4.2 Cross-File Consistency Checker (`src/consistency.js`)

Detects when the same parameter or finding is stated differently across files:

Extract all (parameter, value, citation) tuples across the codebase
Group by parameter name + citation
Flag groups where values disagree

Known example: rg_decay is 0.072 in peripheral.frag:70 and 0.085 in chromatic_pooling.md. Both attribute to Bowers (2025). Can't both be right.

Also catches:

Oblique effect fade "~10 deg" (shader) vs "8-18 deg" (spec)
Bouma constant "~0.5" vs "0.75" (different papers but same concept — link them)

4.3 Verification Workflow

Claims are extracted → written to claims.json → user marks each verified: true/false/fixed. On subsequent runs, only new/changed claims are flagged. Verified claims are cached with a content hash so they're re-flagged if the surrounding text changes.

science-agent claims ./docs/           # extract all empirical claims
science-agent claims --unverified      # show only unverified
science-agent claims --inconsistent    # show cross-file conflicts
science-agent claims --uncited         # show quantitative assertions without citations

4.4 Confidence Heuristics

Auto-assign confidence levels:

LOW (verify urgently): specific number + recent paper (≥2020) + no DOI provenance in research log
LOW: number from blog post or non-peer-reviewed source
MEDIUM: well-known finding but specific number (ratios, thresholds, sample sizes)
HIGH: textbook-level claim (center-surround, Bouma's law direction, etc.)

Boost confidence if:

The citation's URL appears in the research log (paper was actually fetched/read)
The citation has a verified DOI matching CrossRef metadata
The claim appears in the paper's abstract (available via Semantic Scholar API)

4.5 Integration Points

Claude Code hook: After any Write/Edit to .tex/.md files, extract new claims and warn if unverified
Pre-commit hook: Run claims --unverified and warn (don't block) if count increased
CI: science-agent claims --exit-code returns non-zero if any LOW-confidence unverified claims exist

MVP Scope

Phase 1 (ship fast):

CLI: audit, verify, add, index commands
Local PDF metadata extraction
BibTeX parsing + cross-reference against inline citations
CrossRef DOI verification
Fuzzy title matching
JSON report output

Phase 2:

Phase 3:

Web UI for browsing citation index
Integration with Qdrant (semantic search over paper abstracts)
Auto-suggest DOIs for unverified citations
CI integration (fail build on unverified citations)

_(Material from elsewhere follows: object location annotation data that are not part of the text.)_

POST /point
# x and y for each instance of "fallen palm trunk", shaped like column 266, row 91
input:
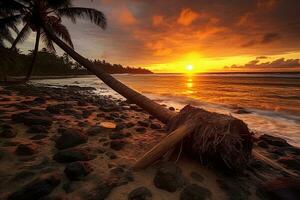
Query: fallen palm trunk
column 210, row 137
column 212, row 143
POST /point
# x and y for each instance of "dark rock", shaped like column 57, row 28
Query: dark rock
column 172, row 108
column 141, row 193
column 276, row 141
column 94, row 130
column 111, row 155
column 57, row 108
column 121, row 175
column 77, row 170
column 117, row 135
column 262, row 144
column 70, row 138
column 26, row 149
column 290, row 162
column 100, row 193
column 196, row 176
column 280, row 188
column 144, row 123
column 38, row 137
column 155, row 126
column 23, row 175
column 242, row 111
column 38, row 188
column 195, row 192
column 38, row 129
column 140, row 129
column 117, row 144
column 73, row 154
column 30, row 119
column 129, row 124
column 168, row 177
column 6, row 131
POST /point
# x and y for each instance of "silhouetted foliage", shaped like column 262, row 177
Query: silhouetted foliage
column 51, row 64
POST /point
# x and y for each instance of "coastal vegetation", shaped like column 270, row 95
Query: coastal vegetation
column 51, row 64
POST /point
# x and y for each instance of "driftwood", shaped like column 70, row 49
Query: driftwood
column 210, row 137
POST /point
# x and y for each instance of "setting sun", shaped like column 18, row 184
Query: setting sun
column 189, row 67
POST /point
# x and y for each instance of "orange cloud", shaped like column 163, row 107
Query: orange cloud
column 127, row 18
column 157, row 20
column 187, row 16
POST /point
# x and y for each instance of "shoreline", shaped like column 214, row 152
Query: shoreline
column 39, row 125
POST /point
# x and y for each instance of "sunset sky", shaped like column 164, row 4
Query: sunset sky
column 214, row 35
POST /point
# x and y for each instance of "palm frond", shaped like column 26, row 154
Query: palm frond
column 60, row 30
column 22, row 36
column 11, row 6
column 48, row 42
column 59, row 3
column 93, row 15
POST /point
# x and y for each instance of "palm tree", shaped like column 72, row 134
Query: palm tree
column 44, row 18
column 32, row 13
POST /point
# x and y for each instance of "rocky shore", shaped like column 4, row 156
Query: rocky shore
column 68, row 143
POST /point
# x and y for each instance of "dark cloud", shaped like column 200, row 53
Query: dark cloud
column 270, row 37
column 278, row 63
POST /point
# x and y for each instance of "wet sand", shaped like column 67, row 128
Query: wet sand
column 55, row 143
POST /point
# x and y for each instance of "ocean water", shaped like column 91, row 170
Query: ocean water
column 272, row 99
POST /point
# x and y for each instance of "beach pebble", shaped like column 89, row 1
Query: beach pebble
column 141, row 193
column 144, row 123
column 140, row 129
column 196, row 176
column 272, row 140
column 38, row 129
column 70, row 138
column 168, row 177
column 73, row 154
column 6, row 131
column 172, row 108
column 195, row 192
column 30, row 119
column 117, row 144
column 26, row 149
column 77, row 170
column 155, row 126
column 38, row 188
column 290, row 162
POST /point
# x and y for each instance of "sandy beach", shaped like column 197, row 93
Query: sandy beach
column 68, row 143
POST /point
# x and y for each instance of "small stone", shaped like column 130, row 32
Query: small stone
column 195, row 192
column 38, row 129
column 263, row 144
column 141, row 193
column 276, row 141
column 26, row 149
column 155, row 126
column 70, row 138
column 117, row 144
column 140, row 129
column 38, row 188
column 144, row 123
column 77, row 170
column 172, row 108
column 72, row 155
column 168, row 177
column 290, row 162
column 196, row 176
column 94, row 130
column 38, row 137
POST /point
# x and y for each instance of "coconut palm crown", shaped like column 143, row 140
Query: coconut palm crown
column 32, row 14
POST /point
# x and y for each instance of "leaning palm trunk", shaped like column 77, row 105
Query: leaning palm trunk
column 152, row 107
column 208, row 134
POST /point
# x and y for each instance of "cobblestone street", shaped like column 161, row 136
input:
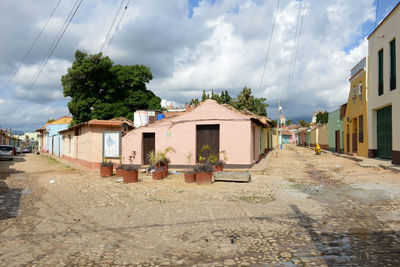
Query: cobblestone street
column 300, row 210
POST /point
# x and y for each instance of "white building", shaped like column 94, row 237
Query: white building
column 384, row 91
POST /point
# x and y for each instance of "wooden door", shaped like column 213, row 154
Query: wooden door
column 384, row 132
column 149, row 144
column 354, row 142
column 207, row 135
column 337, row 141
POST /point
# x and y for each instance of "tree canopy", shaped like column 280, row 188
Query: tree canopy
column 322, row 117
column 303, row 123
column 101, row 90
column 244, row 100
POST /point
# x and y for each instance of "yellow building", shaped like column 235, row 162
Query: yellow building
column 356, row 117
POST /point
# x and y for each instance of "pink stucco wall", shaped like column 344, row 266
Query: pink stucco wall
column 236, row 136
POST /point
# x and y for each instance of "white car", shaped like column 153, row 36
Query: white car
column 7, row 152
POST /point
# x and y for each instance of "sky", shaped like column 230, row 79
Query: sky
column 190, row 46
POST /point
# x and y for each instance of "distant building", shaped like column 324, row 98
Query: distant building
column 356, row 117
column 335, row 129
column 50, row 141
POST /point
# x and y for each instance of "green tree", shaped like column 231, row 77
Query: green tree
column 194, row 101
column 303, row 123
column 225, row 98
column 245, row 100
column 101, row 90
column 322, row 117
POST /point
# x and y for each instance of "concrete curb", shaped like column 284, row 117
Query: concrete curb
column 359, row 161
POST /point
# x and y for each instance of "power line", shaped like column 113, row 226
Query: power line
column 112, row 24
column 30, row 48
column 269, row 45
column 51, row 50
column 116, row 29
column 296, row 46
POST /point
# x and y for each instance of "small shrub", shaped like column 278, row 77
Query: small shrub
column 203, row 167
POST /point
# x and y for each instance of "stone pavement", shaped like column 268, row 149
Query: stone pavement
column 372, row 162
column 299, row 210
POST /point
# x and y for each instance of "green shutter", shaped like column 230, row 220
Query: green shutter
column 380, row 70
column 393, row 64
column 384, row 132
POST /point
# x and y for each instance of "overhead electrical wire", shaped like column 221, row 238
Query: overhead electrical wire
column 112, row 24
column 269, row 45
column 30, row 48
column 299, row 26
column 50, row 51
column 297, row 47
column 116, row 29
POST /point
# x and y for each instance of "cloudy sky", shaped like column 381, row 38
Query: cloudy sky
column 190, row 45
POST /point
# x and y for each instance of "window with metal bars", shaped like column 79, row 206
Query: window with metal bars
column 380, row 72
column 361, row 129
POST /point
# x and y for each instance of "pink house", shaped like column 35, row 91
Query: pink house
column 241, row 134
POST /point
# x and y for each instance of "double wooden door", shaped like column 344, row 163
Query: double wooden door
column 207, row 135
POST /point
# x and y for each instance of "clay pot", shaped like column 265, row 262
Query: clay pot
column 158, row 175
column 119, row 172
column 130, row 176
column 203, row 178
column 218, row 168
column 190, row 177
column 106, row 171
column 165, row 171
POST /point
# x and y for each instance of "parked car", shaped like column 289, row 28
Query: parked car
column 27, row 150
column 7, row 152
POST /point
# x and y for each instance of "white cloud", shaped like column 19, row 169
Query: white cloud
column 222, row 46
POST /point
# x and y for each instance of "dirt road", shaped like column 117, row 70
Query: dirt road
column 302, row 209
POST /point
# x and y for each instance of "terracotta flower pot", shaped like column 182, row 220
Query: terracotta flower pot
column 119, row 172
column 165, row 171
column 204, row 178
column 158, row 175
column 218, row 168
column 106, row 171
column 190, row 177
column 130, row 176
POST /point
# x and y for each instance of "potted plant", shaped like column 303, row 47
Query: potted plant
column 106, row 169
column 219, row 166
column 154, row 158
column 130, row 173
column 190, row 175
column 119, row 170
column 204, row 172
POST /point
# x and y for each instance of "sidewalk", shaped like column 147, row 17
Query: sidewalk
column 372, row 162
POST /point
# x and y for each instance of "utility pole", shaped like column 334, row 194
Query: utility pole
column 277, row 128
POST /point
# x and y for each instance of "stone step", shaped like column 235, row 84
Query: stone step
column 232, row 176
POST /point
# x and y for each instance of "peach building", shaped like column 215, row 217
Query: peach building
column 243, row 135
column 83, row 143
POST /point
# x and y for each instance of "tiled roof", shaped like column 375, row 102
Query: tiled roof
column 95, row 122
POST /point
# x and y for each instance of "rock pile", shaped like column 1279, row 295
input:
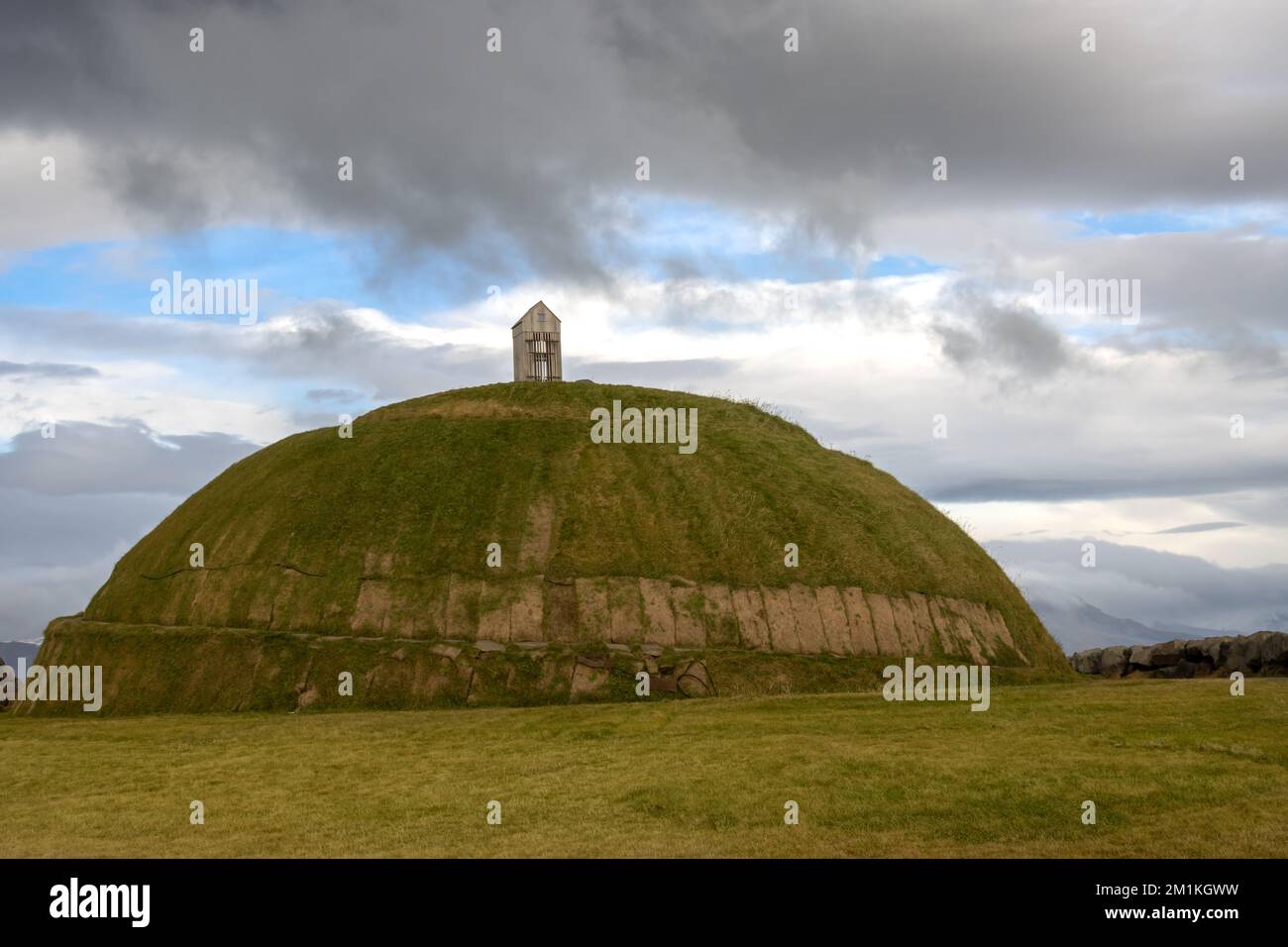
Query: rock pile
column 1265, row 652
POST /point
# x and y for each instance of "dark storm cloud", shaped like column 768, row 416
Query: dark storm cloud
column 1006, row 341
column 519, row 158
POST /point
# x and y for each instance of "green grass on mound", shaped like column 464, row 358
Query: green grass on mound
column 423, row 487
column 1175, row 768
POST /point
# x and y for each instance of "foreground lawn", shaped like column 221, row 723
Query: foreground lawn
column 1175, row 768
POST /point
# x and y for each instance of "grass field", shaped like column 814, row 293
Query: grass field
column 1175, row 768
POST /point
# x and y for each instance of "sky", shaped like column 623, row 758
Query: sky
column 858, row 231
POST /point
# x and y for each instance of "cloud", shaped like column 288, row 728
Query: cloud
column 119, row 459
column 831, row 142
column 1008, row 341
column 51, row 369
column 1160, row 590
column 1199, row 527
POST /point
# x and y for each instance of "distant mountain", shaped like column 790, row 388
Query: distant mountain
column 12, row 651
column 1078, row 625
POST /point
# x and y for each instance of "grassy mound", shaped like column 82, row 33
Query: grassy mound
column 385, row 534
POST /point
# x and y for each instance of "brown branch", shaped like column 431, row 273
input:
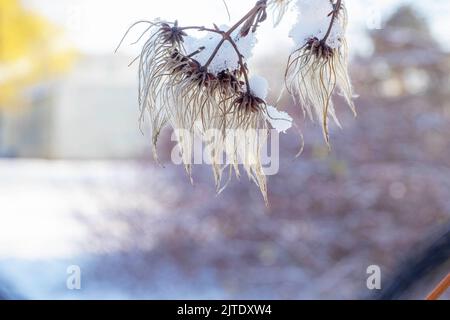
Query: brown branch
column 334, row 13
column 254, row 16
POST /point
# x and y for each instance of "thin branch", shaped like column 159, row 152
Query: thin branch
column 334, row 13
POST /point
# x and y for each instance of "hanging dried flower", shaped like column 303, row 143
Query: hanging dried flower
column 200, row 86
column 320, row 65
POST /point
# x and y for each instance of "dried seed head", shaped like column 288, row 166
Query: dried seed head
column 319, row 49
column 172, row 34
column 249, row 103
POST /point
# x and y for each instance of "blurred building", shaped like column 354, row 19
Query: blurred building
column 90, row 113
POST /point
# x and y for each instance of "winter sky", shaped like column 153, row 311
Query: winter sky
column 95, row 26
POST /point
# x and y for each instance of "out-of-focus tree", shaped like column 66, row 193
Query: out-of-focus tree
column 31, row 50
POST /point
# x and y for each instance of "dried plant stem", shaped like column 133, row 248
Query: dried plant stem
column 334, row 14
column 253, row 14
column 441, row 288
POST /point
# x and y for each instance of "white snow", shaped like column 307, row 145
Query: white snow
column 227, row 57
column 313, row 21
column 280, row 121
column 259, row 87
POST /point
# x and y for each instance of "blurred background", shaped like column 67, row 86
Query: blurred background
column 78, row 185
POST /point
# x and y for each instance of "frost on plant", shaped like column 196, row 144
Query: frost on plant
column 196, row 80
column 320, row 64
column 201, row 85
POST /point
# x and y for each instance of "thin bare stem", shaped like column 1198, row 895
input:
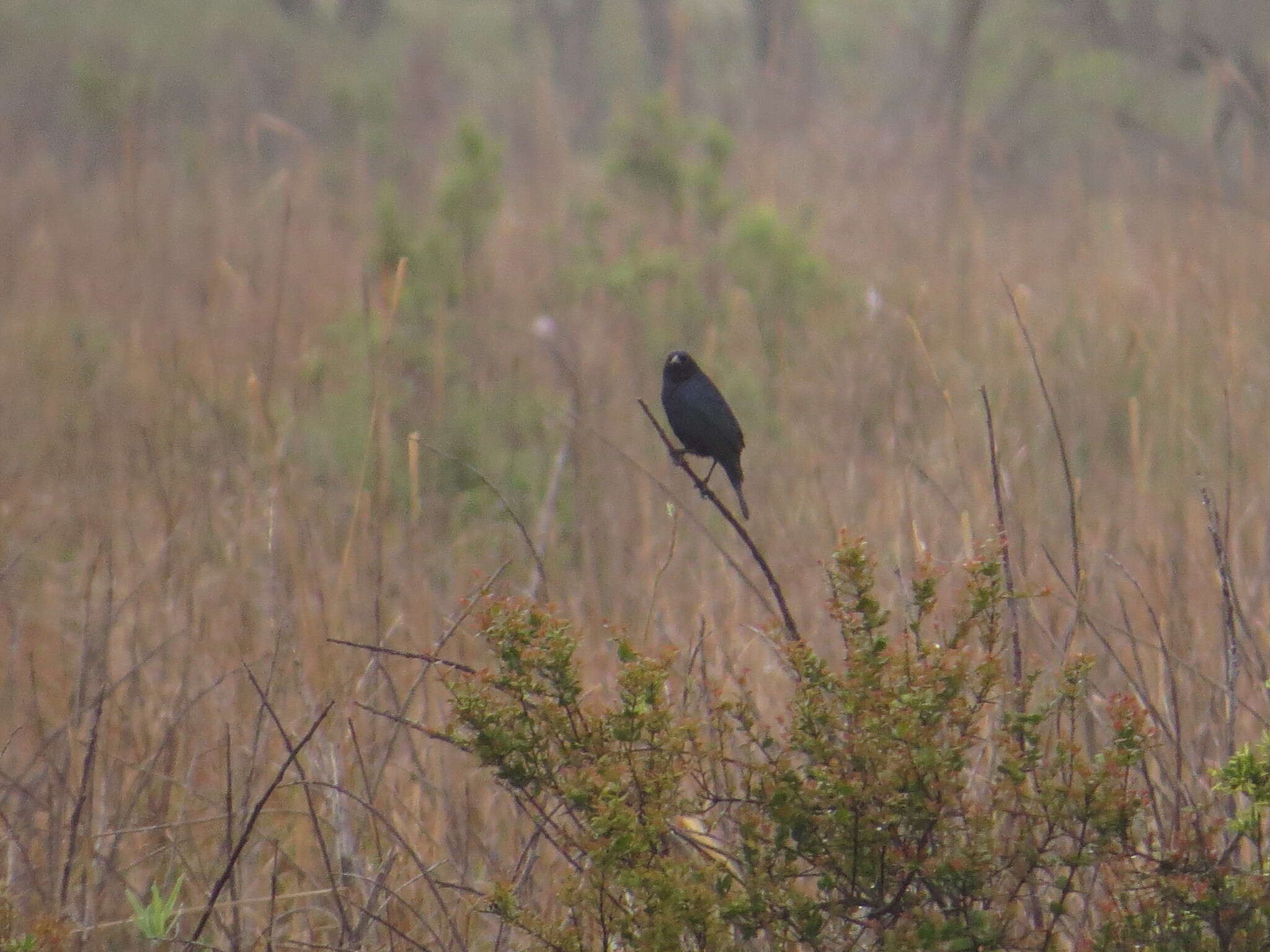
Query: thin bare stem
column 1005, row 541
column 251, row 823
column 1062, row 454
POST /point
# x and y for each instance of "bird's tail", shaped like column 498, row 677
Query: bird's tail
column 734, row 478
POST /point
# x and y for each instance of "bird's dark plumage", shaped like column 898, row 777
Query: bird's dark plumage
column 701, row 418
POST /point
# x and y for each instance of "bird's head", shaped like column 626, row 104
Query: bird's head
column 678, row 366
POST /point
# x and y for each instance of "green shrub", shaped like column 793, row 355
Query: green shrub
column 910, row 795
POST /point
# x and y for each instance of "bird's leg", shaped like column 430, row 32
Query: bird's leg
column 706, row 480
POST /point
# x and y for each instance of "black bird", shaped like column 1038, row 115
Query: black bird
column 701, row 418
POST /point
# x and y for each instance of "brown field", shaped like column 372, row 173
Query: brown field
column 206, row 475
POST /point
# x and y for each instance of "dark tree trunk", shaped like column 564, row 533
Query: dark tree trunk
column 771, row 23
column 295, row 8
column 362, row 15
column 658, row 38
column 571, row 25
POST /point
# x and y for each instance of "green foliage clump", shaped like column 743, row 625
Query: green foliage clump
column 908, row 796
column 774, row 263
column 652, row 152
column 470, row 193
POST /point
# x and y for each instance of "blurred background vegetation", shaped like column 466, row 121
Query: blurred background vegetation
column 322, row 316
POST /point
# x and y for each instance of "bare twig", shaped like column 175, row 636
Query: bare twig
column 678, row 460
column 1005, row 541
column 693, row 517
column 81, row 800
column 251, row 822
column 1062, row 454
column 313, row 810
column 1230, row 645
column 520, row 523
column 413, row 655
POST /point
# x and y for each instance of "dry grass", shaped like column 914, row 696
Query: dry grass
column 164, row 540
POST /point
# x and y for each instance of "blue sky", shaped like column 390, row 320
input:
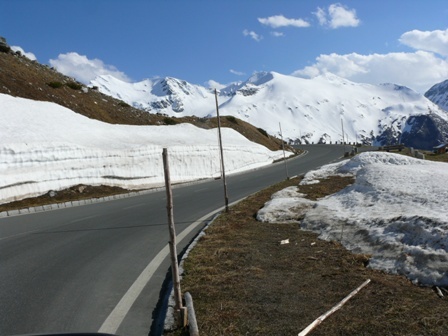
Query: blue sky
column 405, row 42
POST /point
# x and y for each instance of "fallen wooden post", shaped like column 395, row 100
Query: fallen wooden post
column 332, row 310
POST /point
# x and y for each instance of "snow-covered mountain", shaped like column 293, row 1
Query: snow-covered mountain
column 36, row 156
column 309, row 110
column 438, row 94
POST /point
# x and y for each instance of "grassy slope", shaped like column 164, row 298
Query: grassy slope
column 22, row 77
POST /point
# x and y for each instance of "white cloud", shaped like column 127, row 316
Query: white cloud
column 278, row 21
column 83, row 69
column 253, row 35
column 337, row 16
column 215, row 85
column 238, row 73
column 419, row 70
column 277, row 34
column 435, row 41
column 29, row 55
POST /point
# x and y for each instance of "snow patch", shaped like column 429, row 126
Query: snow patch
column 44, row 146
column 396, row 211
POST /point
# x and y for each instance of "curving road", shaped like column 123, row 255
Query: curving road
column 99, row 267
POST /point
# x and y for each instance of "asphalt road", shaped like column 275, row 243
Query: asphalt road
column 89, row 269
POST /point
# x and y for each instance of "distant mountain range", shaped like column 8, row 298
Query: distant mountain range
column 307, row 110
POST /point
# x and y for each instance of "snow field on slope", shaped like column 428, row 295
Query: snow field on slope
column 47, row 147
column 306, row 108
column 396, row 211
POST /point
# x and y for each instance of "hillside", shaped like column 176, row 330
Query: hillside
column 24, row 78
column 309, row 110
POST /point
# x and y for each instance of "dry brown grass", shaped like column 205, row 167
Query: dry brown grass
column 244, row 282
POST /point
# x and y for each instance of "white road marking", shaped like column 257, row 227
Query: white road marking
column 82, row 219
column 134, row 206
column 116, row 317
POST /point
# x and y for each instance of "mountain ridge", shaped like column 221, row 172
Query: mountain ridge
column 25, row 78
column 309, row 110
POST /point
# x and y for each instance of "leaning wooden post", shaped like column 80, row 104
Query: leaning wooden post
column 223, row 170
column 180, row 310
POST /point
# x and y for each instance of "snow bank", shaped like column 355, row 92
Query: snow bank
column 396, row 211
column 48, row 147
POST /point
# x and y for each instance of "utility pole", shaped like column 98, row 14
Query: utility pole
column 343, row 140
column 180, row 310
column 283, row 148
column 223, row 171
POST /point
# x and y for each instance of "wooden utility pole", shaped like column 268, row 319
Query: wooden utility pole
column 223, row 171
column 343, row 139
column 283, row 148
column 180, row 310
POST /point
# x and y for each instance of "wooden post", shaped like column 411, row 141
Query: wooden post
column 192, row 322
column 319, row 320
column 181, row 318
column 226, row 198
column 283, row 148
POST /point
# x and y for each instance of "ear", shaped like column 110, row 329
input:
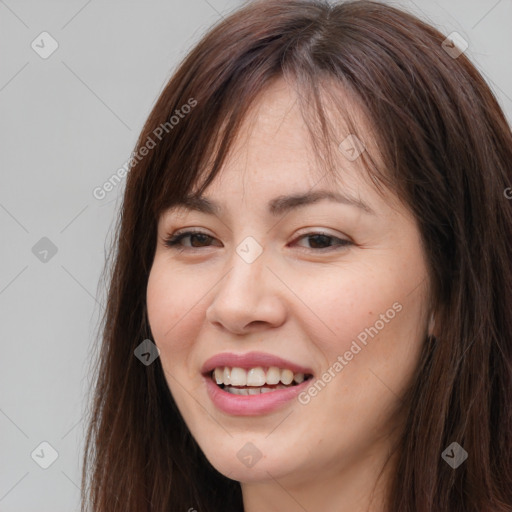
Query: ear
column 431, row 325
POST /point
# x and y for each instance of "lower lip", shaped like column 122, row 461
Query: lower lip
column 251, row 405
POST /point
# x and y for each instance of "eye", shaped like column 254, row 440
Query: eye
column 203, row 239
column 174, row 241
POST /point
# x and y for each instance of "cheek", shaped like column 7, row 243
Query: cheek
column 174, row 310
column 371, row 317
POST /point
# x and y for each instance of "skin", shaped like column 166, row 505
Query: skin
column 298, row 301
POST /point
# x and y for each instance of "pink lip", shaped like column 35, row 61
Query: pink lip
column 251, row 405
column 251, row 360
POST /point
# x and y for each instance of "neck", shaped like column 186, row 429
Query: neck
column 360, row 487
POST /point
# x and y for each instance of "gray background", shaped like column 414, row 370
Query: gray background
column 67, row 123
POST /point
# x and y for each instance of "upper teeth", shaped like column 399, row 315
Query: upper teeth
column 255, row 376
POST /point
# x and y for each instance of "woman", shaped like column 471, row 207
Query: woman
column 310, row 303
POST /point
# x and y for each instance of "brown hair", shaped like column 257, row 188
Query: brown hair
column 447, row 149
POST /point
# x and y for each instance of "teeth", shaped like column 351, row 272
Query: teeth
column 226, row 375
column 286, row 376
column 219, row 376
column 255, row 377
column 273, row 375
column 238, row 377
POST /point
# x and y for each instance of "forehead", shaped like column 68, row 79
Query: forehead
column 272, row 160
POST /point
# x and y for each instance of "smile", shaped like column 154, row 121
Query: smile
column 254, row 381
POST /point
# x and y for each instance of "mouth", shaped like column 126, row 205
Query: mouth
column 257, row 380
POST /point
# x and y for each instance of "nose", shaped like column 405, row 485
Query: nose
column 248, row 298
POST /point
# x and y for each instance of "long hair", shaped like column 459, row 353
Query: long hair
column 447, row 152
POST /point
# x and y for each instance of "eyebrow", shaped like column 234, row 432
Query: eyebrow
column 277, row 206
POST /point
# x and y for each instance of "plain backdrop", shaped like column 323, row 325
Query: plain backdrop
column 68, row 121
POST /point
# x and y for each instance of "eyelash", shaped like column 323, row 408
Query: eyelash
column 173, row 241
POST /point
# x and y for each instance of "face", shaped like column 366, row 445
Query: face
column 326, row 293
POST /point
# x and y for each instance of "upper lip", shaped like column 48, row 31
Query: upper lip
column 251, row 360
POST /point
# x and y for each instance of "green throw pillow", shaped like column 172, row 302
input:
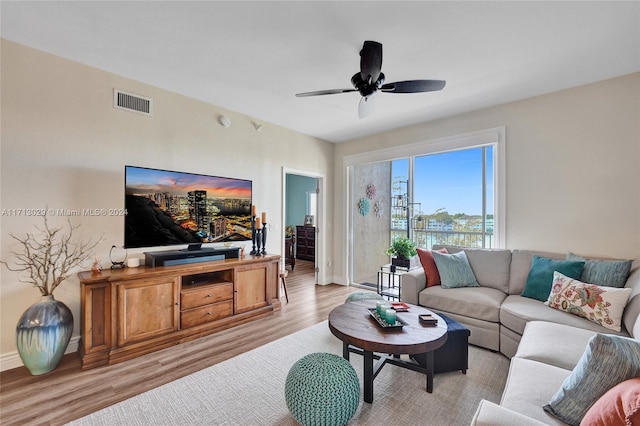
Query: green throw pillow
column 608, row 273
column 538, row 285
column 607, row 361
column 454, row 270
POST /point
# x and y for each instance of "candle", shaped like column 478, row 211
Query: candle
column 390, row 316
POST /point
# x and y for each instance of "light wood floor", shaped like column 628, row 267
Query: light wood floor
column 68, row 393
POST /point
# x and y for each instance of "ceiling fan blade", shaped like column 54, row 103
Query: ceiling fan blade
column 370, row 61
column 366, row 106
column 413, row 86
column 324, row 92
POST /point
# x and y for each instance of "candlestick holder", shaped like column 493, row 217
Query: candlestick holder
column 258, row 241
column 253, row 235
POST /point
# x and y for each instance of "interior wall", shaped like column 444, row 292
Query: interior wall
column 64, row 146
column 572, row 168
column 297, row 188
column 370, row 230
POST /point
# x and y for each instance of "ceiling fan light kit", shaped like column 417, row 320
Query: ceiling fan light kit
column 370, row 80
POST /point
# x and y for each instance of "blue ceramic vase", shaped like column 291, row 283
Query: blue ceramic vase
column 43, row 333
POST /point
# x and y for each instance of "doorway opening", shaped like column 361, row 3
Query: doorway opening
column 303, row 222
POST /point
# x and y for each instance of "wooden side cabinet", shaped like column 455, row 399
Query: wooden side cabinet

Phase 5: Upstream ports (K-Dense scientific-agent-skills)

K-Dense AI's scientific-agent-skills ships an MIT-licensed family of research skills. Citation-management, critical-thinking, and literature-review overlap our territory enough to borrow from. These items are ports, not integrations — we want a self-contained Node CLI, not a Python dependency graph.

5.1 PubMed E-utilities + MeSH search (`src/pubmed.js`)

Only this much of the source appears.